Martedì
12 Febbraio 2008
GILGAMESH BLUES FESTIVAL
ED. 2008
JONO MANSON & Shanghai
Noodle Factory
ore 22.30 - blues -
Ingr. + 1° cons. 10 Euro
Jono Manson: guitar
and lead vocal
Max Arrigo: lead and slide guitar
Sandro Picciuolo: Bass Guitar
Roberto Tassone: Drums
Jono Manson è considerato uno dei
più grandi roots rockers americani dei nostri tempi,
un musicista a tutto tondo che suona dal vivo e collabora
con molti musicisti, scrive canzoni , compone colonne sonore,
scopre e produce nuovi talenti.
Jono ha alle spalle una famiglia tutta votata alla musica
ed all’arte, cresce in un ambiente che fa della vocazione
artistica una missione ed un lavoro, genitori, zii e cugini
sono tutti inseriti nel grande show-biz americano come cantanti,
attori e registi (i Fratelli Cohen). Jono nasce artisticamente
nel melting pot musicale e culturale della New York anni
‘80, così ricca di idee quale è la scena
new-wave dell’epoca, segnata da contaminazioni e fusioni
stimolanti ed irripetibili per chi è in cerca di
una propria cifra stilistica.
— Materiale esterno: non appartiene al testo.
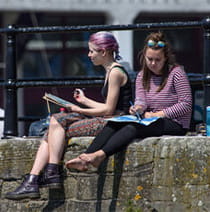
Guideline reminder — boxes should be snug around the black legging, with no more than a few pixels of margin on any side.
[86,118,187,156]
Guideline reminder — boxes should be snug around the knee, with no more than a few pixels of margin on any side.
[50,116,61,128]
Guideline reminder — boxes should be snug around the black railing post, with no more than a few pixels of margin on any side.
[203,18,210,122]
[4,25,17,137]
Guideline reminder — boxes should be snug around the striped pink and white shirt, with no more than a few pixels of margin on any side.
[135,66,192,129]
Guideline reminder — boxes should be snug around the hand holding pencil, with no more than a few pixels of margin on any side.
[129,101,143,120]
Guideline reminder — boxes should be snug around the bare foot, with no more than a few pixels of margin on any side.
[65,157,88,171]
[79,150,106,168]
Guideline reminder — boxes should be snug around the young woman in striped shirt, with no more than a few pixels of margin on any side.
[66,32,192,171]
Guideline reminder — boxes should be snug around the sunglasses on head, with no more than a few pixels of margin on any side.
[147,40,166,48]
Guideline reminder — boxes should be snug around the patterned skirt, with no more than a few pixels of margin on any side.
[43,113,107,141]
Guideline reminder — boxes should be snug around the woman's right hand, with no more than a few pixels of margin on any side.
[73,88,85,104]
[129,105,142,115]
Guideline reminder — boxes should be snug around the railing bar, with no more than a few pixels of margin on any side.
[0,21,205,33]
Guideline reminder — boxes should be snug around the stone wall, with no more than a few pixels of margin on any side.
[0,136,210,212]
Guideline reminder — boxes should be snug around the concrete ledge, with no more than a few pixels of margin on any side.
[0,136,210,212]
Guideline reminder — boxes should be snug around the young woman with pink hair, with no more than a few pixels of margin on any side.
[5,31,132,200]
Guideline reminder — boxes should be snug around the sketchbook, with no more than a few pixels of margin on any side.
[106,115,160,126]
[42,93,74,107]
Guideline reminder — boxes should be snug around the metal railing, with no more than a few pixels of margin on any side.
[0,18,210,137]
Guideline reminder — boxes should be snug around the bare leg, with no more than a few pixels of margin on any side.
[30,141,49,175]
[30,117,65,175]
[48,117,65,164]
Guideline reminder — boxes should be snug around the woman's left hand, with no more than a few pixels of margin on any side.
[144,111,165,118]
[66,104,81,113]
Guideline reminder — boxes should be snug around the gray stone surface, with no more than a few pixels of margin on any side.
[0,136,210,212]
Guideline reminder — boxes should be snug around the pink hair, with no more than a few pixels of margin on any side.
[89,31,121,60]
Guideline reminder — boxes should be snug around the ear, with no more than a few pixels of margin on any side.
[101,49,107,56]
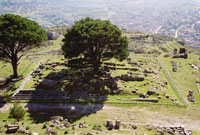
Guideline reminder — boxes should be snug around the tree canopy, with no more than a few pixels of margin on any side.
[0,14,47,77]
[62,17,128,69]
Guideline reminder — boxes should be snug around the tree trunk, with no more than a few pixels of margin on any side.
[93,56,101,71]
[11,56,18,78]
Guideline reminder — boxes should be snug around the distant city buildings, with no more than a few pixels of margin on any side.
[0,0,200,47]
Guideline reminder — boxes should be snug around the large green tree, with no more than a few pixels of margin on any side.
[62,17,128,70]
[0,14,47,78]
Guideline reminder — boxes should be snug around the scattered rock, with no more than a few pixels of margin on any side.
[106,120,114,130]
[50,116,63,121]
[47,128,57,135]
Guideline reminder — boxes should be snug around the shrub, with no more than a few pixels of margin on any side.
[26,126,30,130]
[42,124,47,129]
[64,130,68,134]
[9,103,26,121]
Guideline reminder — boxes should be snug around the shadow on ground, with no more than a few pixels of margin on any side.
[26,63,117,123]
[26,103,103,124]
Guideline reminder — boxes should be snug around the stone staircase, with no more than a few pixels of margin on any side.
[11,90,66,100]
[68,91,107,100]
[11,90,107,101]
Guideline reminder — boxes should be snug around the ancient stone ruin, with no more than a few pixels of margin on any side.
[170,61,177,72]
[188,90,194,102]
[172,48,188,59]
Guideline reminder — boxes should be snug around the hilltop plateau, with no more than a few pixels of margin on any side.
[0,27,200,135]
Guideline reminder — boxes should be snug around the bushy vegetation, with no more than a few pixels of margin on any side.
[62,17,128,70]
[9,103,26,121]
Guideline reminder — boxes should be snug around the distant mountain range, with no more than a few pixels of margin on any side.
[0,0,200,47]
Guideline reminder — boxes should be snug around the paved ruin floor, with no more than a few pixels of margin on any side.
[0,103,200,131]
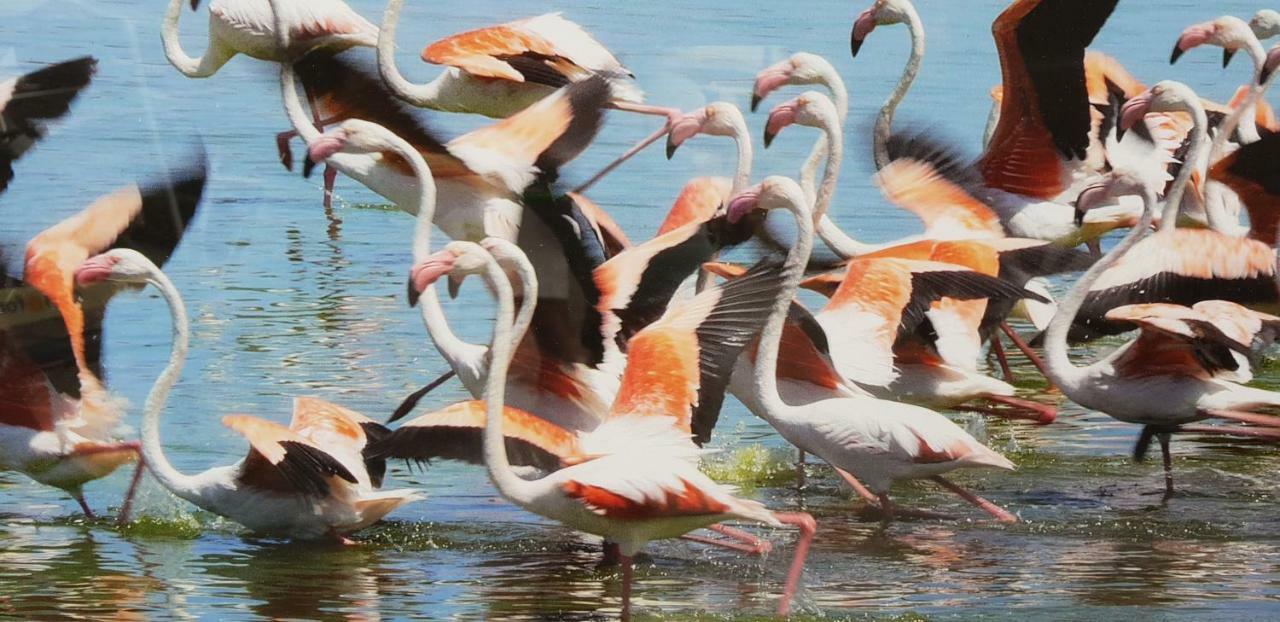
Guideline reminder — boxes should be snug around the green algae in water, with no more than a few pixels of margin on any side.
[703,445,796,491]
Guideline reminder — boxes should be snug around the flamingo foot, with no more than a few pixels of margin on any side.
[931,475,1018,523]
[773,512,818,617]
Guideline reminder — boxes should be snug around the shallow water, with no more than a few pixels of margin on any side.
[0,0,1280,619]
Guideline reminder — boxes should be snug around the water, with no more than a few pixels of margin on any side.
[0,0,1280,621]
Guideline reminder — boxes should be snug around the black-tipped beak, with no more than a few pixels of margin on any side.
[404,276,422,308]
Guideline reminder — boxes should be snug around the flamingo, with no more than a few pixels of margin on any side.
[751,52,849,200]
[0,56,97,193]
[422,235,817,619]
[378,0,680,193]
[727,175,1016,522]
[1044,168,1280,495]
[0,154,205,522]
[76,248,420,543]
[1071,81,1277,339]
[160,0,378,212]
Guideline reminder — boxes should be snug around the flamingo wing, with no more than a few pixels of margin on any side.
[17,156,207,398]
[0,56,97,192]
[609,257,783,444]
[223,415,357,497]
[371,399,581,471]
[978,0,1117,198]
[1070,229,1277,340]
[876,133,1005,238]
[1210,134,1280,246]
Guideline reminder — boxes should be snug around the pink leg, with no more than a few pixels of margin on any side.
[773,512,818,617]
[931,475,1018,522]
[573,104,682,193]
[991,335,1014,384]
[957,395,1057,425]
[1204,411,1280,427]
[74,493,97,521]
[622,555,635,622]
[1000,321,1053,387]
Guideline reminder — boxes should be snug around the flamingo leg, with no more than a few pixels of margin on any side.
[573,102,682,193]
[773,512,818,617]
[72,491,97,521]
[1000,321,1053,387]
[621,555,635,622]
[931,475,1018,523]
[1156,431,1174,500]
[991,335,1014,384]
[956,395,1057,425]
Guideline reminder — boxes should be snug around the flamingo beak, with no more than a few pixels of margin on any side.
[1116,90,1155,141]
[751,60,791,113]
[76,255,119,287]
[764,100,800,148]
[1075,183,1111,227]
[302,129,347,177]
[667,110,707,160]
[726,186,760,224]
[1169,24,1212,65]
[408,251,458,307]
[1258,46,1280,84]
[849,6,876,59]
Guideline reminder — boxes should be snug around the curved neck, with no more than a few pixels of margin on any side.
[874,4,924,170]
[142,267,198,503]
[484,248,536,507]
[1044,188,1156,397]
[1160,99,1217,232]
[813,111,868,259]
[160,0,223,78]
[378,0,440,108]
[753,197,813,413]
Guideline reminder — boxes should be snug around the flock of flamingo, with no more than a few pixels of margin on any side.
[0,0,1280,617]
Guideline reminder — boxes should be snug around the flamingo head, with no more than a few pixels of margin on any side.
[408,242,489,307]
[1249,9,1280,41]
[849,0,911,58]
[76,248,160,287]
[764,91,838,148]
[1116,79,1198,140]
[667,101,746,160]
[302,119,393,177]
[751,52,836,113]
[1258,45,1280,84]
[726,175,808,224]
[1169,15,1257,67]
[1075,169,1148,227]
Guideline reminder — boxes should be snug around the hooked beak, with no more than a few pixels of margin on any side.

Mentre i club underground
della Grande Mela licenziano nomi di tutto rispetto come
Ramones, Blondie, Plasmatics, Talking Heads ed altri, Jono
Manson dà vita ai Worms, il suo primo gruppo, lanciato
in lunghe session dal vivo ed in feconde jams con gente
del calibro di Blues Travelers e Spin Doctor.
Da qui parte l’avventura musicale di Jono volta a
creare ed a consolidare la propria fama di musicista di
talento in perenne equilibrio fra rock, folk blues e soul.
C’è chi lo accomuna a John Hiatt per la personalità
di songwriter, chi a Van Morrison per quella vena soul quanto
mai carsica, che emerge o scompare quanto meno te l’aspetti,
ma resta il fatto che Jono è uomo capace di un’energia
e di un’inventiva incredibili: dategli una band che
“tira” e lui farà di ogni concerto un
evento irripetibile. In perenne movimento nell’arte,
Jono lo è anche nella vita: non sono rari i suoi
soggiorni all’estero, Italia compresa dove è
ormai conosciuto da una decina di anni. Il 18 luglio del
2004 si esibisce al Pistoia blues Festival e il giorno successivo
si esibisce all’interno del carcere di Pistoia per
i detenuti.
Collaborazioni:
Joan Osborne
Wally Ingram
Eric "Roscoe" Ambel
Blues Traveler
Howie Wyeth
Ian Wallace
Warren Haynes
Dr. John
Spin Doctors
James Brown Horns
diversi colonne sonore compresa "The Postman"
(il postino) di Kevin Costner
Collaborazioni italiane:
Paolo Bonfanti
Pippo Guarnera
Beppe Gambetta
Vince Valicelli
Ernesto De Pascale
Presenta il suo nuovo disco "November"
(Club de Musique), che sara suo settimo disco uscita in
italia.
Discografia:
1. One Horse Town
2. Live Your Love
3. Under the Stone
4. Gamblers (con P. Bonfanti)
5. Little big man
6. Summertime
OPENING ACT: Max
Prandi
ore 21:30
Max Prandi è uno di quegli storici
bluesman nati e cresciuti in quella fertile area della bassa
padana che sin dall' immediato dopoguerra ha nutrito e coltivato
alcuni tra i migliori talenti del blues che hanno calcato
le scene nazionali. Oggi giunto all' apice di una gloriosa
carriera artistica può vantare collaborazioni con
importanti artisti blues quali Fabio Treves, Arthur Miles,
R. L. Burnside, Ronnie Jones, Cooper Terry. Ispirato dal
suo amore per il North Hill Mississippi Sound e per tutti
gli artisti Down Home Blues, spesso confluiti nelle produzioni
Fat Possum, realizza il progetto "CHA TU KINGS"
con la caratteristica formula priva di basso, che rende
il suono della band scarno e torrido al tempo stesso. In
questo momento è alla ricerca di una etichetta che
stampi/distribuisca/promuova il cd omonimo.